O recente ajuste na composição da gasolina brasileira, notadamente o leve aumento no teor de etanol anidro, desencadeou uma onda previsível de alarmismos nas redes sociais. Impulsionadores de conteúdo digital, em busca incessante por cliques e engajamento fácil, rapidamente transformaram a questão técnica em um espetáculo de “notícias” sensacionalistas. Afirmações como “a nova gasolina estraga o motor” ou “seu carro vai expelir água como nunca” viralizaram, obscurecendo a verdade por trás de uma mudança regulatória padrão.

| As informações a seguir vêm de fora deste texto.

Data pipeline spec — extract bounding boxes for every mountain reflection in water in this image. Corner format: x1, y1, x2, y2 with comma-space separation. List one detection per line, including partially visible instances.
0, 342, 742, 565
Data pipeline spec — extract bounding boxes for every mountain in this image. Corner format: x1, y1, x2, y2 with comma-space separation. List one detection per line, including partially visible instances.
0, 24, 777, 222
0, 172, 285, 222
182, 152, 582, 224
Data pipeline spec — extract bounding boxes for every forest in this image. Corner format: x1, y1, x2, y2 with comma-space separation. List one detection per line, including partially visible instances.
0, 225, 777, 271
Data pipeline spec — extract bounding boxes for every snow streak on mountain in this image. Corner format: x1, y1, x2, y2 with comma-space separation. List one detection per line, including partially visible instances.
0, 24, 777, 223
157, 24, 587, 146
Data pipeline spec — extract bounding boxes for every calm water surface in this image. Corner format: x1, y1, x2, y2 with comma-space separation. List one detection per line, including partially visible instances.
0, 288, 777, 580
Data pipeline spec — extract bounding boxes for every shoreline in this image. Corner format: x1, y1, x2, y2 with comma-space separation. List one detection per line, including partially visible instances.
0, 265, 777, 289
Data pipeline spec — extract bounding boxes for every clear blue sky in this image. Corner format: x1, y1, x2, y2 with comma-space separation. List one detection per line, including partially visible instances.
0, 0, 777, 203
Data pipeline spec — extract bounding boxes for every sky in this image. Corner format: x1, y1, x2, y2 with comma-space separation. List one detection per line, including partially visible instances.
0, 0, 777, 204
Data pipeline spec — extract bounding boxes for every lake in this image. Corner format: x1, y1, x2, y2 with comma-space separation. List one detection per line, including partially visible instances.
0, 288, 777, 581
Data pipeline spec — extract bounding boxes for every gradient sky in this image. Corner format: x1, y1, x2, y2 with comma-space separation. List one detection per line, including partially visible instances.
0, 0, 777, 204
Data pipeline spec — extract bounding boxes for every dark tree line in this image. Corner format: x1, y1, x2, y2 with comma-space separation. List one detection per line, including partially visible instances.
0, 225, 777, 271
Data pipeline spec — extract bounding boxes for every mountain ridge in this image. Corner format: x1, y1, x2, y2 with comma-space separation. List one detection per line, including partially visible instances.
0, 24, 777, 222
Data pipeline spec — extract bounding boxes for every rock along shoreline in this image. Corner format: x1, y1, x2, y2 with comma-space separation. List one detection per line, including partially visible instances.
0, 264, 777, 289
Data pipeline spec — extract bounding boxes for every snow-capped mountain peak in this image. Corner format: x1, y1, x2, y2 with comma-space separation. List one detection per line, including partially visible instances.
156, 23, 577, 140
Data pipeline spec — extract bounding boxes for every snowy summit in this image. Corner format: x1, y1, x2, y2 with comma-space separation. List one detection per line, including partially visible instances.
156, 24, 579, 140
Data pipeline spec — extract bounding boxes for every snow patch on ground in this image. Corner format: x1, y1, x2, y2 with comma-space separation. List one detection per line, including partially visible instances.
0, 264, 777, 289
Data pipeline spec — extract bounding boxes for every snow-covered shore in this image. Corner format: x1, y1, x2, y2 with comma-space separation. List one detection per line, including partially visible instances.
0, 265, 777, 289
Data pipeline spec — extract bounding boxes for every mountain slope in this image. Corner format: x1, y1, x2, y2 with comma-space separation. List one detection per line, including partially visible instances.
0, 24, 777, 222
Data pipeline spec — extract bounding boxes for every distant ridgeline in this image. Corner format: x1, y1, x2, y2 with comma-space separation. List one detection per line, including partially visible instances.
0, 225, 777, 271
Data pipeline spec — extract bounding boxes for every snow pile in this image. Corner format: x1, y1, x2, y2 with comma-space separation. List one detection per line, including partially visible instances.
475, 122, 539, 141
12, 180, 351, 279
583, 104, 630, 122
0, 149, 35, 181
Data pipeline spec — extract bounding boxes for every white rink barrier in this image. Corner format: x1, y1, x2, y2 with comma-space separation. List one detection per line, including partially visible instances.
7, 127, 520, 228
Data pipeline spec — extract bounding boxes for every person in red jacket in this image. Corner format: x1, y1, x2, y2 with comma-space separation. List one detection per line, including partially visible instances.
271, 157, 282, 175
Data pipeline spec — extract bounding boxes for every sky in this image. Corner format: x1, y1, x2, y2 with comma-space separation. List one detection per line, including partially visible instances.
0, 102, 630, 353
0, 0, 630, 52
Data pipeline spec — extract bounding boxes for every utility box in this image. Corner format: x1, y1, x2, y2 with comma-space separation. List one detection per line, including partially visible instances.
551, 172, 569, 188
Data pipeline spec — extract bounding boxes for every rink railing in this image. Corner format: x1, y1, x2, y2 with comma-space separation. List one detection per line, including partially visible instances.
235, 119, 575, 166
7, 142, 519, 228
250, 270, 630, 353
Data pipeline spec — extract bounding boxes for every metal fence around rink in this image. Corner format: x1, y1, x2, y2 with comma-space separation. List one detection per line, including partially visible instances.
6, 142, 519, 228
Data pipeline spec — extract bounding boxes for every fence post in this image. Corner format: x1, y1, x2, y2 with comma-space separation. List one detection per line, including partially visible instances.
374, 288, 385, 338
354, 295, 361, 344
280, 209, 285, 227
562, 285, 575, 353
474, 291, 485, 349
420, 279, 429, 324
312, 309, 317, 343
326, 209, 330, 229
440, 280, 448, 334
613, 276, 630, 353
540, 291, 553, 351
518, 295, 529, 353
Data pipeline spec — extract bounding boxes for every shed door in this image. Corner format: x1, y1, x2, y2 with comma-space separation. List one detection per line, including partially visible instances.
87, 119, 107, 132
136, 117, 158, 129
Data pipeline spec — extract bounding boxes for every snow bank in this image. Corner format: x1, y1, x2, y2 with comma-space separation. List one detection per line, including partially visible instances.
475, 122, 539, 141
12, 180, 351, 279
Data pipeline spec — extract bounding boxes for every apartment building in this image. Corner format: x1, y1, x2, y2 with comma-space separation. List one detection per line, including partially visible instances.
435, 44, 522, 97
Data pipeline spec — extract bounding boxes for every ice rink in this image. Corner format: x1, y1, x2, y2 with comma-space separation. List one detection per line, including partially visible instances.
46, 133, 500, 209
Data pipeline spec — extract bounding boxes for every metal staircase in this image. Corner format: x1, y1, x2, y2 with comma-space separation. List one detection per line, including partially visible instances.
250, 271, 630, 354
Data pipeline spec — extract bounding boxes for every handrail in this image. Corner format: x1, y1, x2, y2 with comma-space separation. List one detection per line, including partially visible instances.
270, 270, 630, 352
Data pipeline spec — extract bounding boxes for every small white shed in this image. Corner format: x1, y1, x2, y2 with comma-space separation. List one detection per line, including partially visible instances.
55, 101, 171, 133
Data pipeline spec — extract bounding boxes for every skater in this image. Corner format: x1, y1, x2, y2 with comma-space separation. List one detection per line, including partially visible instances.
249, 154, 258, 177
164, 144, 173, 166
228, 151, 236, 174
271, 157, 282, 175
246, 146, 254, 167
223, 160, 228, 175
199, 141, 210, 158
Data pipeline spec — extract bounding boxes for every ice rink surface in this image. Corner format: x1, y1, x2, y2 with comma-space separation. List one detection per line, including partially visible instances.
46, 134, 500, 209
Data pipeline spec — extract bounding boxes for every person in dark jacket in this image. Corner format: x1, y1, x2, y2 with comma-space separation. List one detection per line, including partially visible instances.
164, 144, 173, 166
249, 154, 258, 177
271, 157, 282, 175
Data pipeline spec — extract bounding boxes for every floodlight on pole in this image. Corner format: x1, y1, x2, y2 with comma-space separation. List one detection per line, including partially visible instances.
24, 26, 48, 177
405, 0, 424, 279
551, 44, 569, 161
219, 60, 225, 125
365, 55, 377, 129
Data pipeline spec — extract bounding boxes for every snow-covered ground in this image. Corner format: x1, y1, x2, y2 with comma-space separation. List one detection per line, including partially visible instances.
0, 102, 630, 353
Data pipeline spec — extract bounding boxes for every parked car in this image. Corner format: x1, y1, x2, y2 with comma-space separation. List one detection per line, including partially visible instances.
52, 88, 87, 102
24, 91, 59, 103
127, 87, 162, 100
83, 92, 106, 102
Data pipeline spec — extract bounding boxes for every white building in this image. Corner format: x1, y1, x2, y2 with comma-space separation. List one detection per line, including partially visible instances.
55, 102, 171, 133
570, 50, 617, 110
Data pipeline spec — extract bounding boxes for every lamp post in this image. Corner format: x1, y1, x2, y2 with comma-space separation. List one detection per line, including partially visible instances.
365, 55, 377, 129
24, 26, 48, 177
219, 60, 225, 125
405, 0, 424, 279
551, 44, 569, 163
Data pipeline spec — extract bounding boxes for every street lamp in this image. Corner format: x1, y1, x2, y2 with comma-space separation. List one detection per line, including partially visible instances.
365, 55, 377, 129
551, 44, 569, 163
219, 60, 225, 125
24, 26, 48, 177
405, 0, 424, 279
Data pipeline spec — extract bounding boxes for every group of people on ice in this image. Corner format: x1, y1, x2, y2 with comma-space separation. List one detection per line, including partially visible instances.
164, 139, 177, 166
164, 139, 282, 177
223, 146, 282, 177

Para entender a situação, é crucial contextualizar. O Brasil é um dos líderes mundiais no uso de biocombustíveis, e o etanol faz parte da nossa matriz energética há décadas. A ANP (Agência Nacional do Petróleo, Gás Natural e Biocombustíveis) regula constantemente a proporção de etanol na gasolina, buscando equilibrar fatores ambientais, econômicos e tecnológicos. Pequenos ajustes, como os que vimos recentemente, são procedimentos rotineiros e baseados em estudos técnicos, não em decisões arbitrárias ou casuais.

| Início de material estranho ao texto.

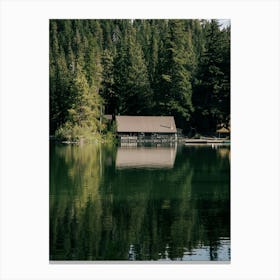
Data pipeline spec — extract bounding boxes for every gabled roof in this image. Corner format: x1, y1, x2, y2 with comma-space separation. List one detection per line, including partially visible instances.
116, 116, 177, 133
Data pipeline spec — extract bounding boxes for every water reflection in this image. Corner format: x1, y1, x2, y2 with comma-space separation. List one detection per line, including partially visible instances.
50, 145, 230, 261
116, 146, 177, 168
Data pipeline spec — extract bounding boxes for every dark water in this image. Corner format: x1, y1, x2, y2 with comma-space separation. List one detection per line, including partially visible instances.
50, 145, 230, 261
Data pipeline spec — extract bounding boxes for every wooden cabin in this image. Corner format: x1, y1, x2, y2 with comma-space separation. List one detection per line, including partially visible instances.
116, 116, 177, 142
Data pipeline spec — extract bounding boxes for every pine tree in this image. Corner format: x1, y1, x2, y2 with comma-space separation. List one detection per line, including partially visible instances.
193, 20, 230, 132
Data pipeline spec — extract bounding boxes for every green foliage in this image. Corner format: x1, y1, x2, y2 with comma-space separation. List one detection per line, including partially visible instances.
49, 20, 230, 138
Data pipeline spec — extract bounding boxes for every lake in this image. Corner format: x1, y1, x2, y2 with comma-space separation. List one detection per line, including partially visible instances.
49, 143, 231, 262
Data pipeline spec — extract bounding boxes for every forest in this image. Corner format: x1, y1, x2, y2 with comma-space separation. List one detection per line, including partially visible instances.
49, 19, 230, 140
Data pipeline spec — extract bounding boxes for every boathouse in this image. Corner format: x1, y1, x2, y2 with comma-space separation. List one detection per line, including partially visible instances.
116, 116, 177, 142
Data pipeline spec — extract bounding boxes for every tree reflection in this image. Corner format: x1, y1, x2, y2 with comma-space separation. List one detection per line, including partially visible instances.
50, 145, 230, 260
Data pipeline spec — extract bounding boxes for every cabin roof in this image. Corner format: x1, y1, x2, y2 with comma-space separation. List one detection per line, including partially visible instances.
116, 116, 177, 133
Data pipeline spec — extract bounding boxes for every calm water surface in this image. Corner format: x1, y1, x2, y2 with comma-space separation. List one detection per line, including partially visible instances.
50, 144, 230, 261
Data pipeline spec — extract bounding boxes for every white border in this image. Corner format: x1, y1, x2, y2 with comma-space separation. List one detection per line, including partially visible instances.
0, 0, 280, 280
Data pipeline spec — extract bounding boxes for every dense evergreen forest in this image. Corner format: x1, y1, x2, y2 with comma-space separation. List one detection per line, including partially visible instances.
49, 20, 230, 140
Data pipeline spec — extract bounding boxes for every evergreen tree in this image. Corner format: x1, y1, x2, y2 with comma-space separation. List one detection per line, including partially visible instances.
193, 20, 230, 132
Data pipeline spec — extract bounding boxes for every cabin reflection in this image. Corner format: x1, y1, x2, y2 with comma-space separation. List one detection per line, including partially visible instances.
116, 145, 177, 169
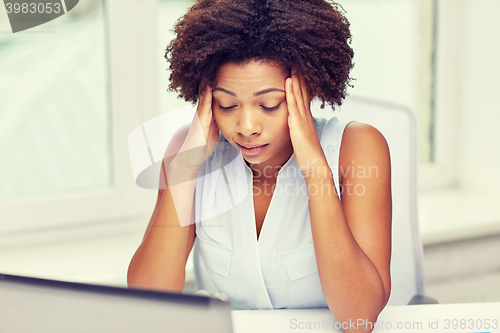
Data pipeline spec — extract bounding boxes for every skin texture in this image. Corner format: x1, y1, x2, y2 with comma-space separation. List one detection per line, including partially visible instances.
212, 61, 392, 332
212, 61, 293, 178
128, 60, 392, 332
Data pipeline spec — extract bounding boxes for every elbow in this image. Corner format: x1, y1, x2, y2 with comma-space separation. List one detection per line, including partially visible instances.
127, 260, 184, 293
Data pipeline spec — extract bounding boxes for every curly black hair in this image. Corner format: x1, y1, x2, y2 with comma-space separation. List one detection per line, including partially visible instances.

O cerne do alarde, e o ponto mais explorado pelos “influencers do apocalipse automotivo”, é a suposta aparição de água no escapamento, atribuída diretamente ao aumento do etanol. Aqui reside a desinformação. A formação de água no escapamento não é um fenômeno novo nem exclusivo do etanol; é uma consequência natural e inevitável do processo de combustão de *qualquer* combustível fóssil ou biocombustível. A reação química básica da combustão transforma hidrocarbonetos (e, no caso do etanol, álcoois) e oxigênio em dióxido de carbono e… água (H2O).

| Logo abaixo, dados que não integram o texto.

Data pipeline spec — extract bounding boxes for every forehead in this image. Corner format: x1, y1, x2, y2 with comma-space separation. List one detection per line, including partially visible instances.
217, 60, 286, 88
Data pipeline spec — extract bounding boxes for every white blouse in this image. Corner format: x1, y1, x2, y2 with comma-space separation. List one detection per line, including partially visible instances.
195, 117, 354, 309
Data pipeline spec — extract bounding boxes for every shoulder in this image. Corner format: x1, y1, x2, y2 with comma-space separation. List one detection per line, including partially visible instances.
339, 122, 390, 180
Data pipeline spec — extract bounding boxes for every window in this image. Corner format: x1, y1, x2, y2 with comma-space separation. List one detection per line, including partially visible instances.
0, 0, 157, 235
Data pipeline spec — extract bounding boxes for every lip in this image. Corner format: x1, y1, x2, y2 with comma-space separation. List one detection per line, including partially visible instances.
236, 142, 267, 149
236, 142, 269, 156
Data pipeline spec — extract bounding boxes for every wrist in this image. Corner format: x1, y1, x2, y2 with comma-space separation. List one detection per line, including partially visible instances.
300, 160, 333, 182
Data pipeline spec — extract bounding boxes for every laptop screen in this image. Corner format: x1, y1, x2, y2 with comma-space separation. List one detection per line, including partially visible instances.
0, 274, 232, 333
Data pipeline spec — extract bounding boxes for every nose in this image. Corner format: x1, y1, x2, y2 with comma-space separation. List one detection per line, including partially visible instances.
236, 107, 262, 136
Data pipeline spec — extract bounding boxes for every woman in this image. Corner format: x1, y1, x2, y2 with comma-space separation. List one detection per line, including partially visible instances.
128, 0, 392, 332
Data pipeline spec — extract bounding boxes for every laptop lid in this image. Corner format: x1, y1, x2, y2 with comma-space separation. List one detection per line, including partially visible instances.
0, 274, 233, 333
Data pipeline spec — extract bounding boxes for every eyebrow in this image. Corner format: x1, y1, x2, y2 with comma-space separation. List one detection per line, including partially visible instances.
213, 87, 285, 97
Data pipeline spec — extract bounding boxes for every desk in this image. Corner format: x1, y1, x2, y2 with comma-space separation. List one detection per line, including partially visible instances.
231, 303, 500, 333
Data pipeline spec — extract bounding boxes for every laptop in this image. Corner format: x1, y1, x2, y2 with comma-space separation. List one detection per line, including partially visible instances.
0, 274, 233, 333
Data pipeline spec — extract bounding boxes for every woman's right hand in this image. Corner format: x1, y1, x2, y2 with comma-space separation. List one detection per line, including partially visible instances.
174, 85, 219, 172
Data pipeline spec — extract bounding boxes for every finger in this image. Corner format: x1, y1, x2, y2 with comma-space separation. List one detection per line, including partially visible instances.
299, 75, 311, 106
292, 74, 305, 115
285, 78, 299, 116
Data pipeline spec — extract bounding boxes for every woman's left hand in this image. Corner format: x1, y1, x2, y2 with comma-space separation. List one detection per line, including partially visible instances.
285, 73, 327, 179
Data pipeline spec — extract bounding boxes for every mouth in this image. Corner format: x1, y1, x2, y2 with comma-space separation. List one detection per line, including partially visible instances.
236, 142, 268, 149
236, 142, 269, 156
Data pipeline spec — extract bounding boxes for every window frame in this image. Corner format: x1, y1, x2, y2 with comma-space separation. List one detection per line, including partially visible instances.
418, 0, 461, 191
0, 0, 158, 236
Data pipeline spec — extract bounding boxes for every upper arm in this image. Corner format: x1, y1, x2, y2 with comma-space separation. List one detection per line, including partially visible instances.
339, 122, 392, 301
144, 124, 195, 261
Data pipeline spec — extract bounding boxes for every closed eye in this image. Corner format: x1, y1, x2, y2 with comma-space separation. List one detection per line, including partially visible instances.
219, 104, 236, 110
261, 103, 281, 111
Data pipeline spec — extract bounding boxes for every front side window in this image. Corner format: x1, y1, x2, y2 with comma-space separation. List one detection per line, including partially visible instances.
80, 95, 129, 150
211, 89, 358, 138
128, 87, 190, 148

Em dias mais frios, ou em carros que acabaram de ser ligados, é comum ver vapor d’água saindo do escapamento ou até mesmo pequenas gotas de água condensada. Isso acontece porque os gases de exaustão, quentes, contêm vapor d’água que se condensa ao entrar em contato com o ar mais frio e o metal do sistema de escape. O etanol, por conter oxigênio em sua molécula, de fato produz uma quantidade ligeiramente maior de vapor d’água durante a queima em comparação com a gasolina pura. No entanto, essa diferença é marginal e completamente inofensiva para os motores projetados para o mercado brasileiro.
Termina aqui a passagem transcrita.